Personnellement, je dirais que les deux constituent un facteur de transformation de la personne. L’engagement sociétal, comme acte dans la collectivité, crée un rapport à l’autre, une solidarité qui me transforme aussi, autant que l’approfondissement du rapport à moi-même. François Cheng écrivait que l’altérité est indispensable pour que chacun se forme, s’élève et se dépasse. Je perçois donc les deux comme complémentaire et non exclusif. Dans les lieux de spiritualité dont j’ai parlé plus haut, la solidarité envers les plus démunis est toujours bien présente.
Le danger d’un repli sur soi est réel dans notre société. Il est vrai que les défis auxquels celle-ci est confrontée peuvent provoquer chez beaucoup un sentiment d’impuissance, la perception que nous nous rapprochons d’un mur infranchissable et la conviction que nous n’y pouvons plus grand-chose malgré l’action de tous ceux qui se démènent pour que cela change – et particulièrement la jeunesse.
Et c’est ici qu’un mot, une valeur, prend tout son sens et regroupe tous les enjeux : PROTECTION. Protection de soi, protection des autres, protection de la nature. J’ai l’intime conviction que les 3 sont étroitement liés. La protection de la nature, sa préservation, est source de protection de soi et des autres. Les autres sont aussi susceptibles de me protéger en cas de coup dur, au travers de la solidarité personnelle ou collective. En protégeant les autres et la nature, je me protège également à travers une logique de réciprocité. Notons d’ailleurs que dans la tradition monastique, les trois enjeux sont présents : spiritualité et développement humain, hospitalité et sobriété dans le rapport à la nature.

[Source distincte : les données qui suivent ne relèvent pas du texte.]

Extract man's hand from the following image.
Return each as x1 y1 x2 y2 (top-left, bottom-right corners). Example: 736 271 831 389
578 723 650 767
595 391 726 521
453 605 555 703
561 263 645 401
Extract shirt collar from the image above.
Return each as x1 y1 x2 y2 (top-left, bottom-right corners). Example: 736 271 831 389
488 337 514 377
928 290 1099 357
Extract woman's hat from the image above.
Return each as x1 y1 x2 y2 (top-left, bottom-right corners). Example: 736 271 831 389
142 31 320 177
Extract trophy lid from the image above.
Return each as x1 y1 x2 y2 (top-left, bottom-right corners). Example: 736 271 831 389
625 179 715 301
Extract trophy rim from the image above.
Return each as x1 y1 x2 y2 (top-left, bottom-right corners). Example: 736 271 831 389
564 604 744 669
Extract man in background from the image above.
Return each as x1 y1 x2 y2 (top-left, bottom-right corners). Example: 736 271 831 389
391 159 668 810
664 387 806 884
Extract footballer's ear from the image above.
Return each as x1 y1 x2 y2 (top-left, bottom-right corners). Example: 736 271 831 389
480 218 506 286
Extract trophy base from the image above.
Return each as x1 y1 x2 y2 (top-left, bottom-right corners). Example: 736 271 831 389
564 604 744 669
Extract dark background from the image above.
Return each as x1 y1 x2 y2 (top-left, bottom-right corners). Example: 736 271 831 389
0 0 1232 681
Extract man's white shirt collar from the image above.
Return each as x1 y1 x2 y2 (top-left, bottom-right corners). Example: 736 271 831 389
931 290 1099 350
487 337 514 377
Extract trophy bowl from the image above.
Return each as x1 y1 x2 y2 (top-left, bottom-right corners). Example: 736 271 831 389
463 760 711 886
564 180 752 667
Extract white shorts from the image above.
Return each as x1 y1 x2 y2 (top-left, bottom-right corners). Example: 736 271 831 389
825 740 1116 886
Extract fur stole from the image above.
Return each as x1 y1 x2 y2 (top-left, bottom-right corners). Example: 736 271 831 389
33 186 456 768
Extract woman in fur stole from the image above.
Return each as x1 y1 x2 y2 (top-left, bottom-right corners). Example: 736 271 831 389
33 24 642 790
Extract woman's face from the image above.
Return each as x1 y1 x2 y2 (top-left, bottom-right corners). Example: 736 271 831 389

Mais quelles sont les racines de ce mot PROTECTION ? Elles sont au nombre de 4 : la perception, la sensation, l’émotion et la raison.
La perception : ce qui est perçu à travers l’observation attentive de moi-même, des autres et de la nature. Le travail sur la pleine conscience permet l’acquisition progressive de ce sens de l’observation.
La sensation : le ressenti dans mon corps, les signaux qu’il émet, à partir de ce qui est perçu de soi, des autres et de la nature : frissons, mal au ventre, sensation de bien-être corporel …
L’émotion : l’état affectif résultant de la perception – joie, colère, tristesse, peur, dégoût …
La raison : la réflexion sur la situation perçue et l’enrichissement de celle-ci par des informations complémentaires.
C’est en cultivant ces racines que la protection va permettre une extension de l’être et du faire dans les différentes dimensions. C’est à ce prix que l’Homme ne sera pas unidimensionnel pour reprendre l’expression du philosophe Herbert Marcuse dans son livre éponyme de 1964 et que les interactions ou les interdépendances qui existent dans le monde des vivants trouveront à s’épanouir.
La protection serait-elle une conséquence de la peur ? D’où viendrait cette peur ?
Merci, Michel, pour ta question. Pour moi, la protection trouve sa source dans ce que le philosophe Hans Jonas appelle la crainte, à savoir un mélange de peur et d’appréciation consciente de la réalité. Pour certains, elle se double d’un sentiment de nostalgie, résurgence d’un passé qui n’existe plus. Vis-à-vis de l’évolution de la nature, certains l’ont appelé la solastalgie (détresse psychologique et la souffrance existentielle liée à la prise de conscience d’une urgence écologique). Voilà comment je vois les choses.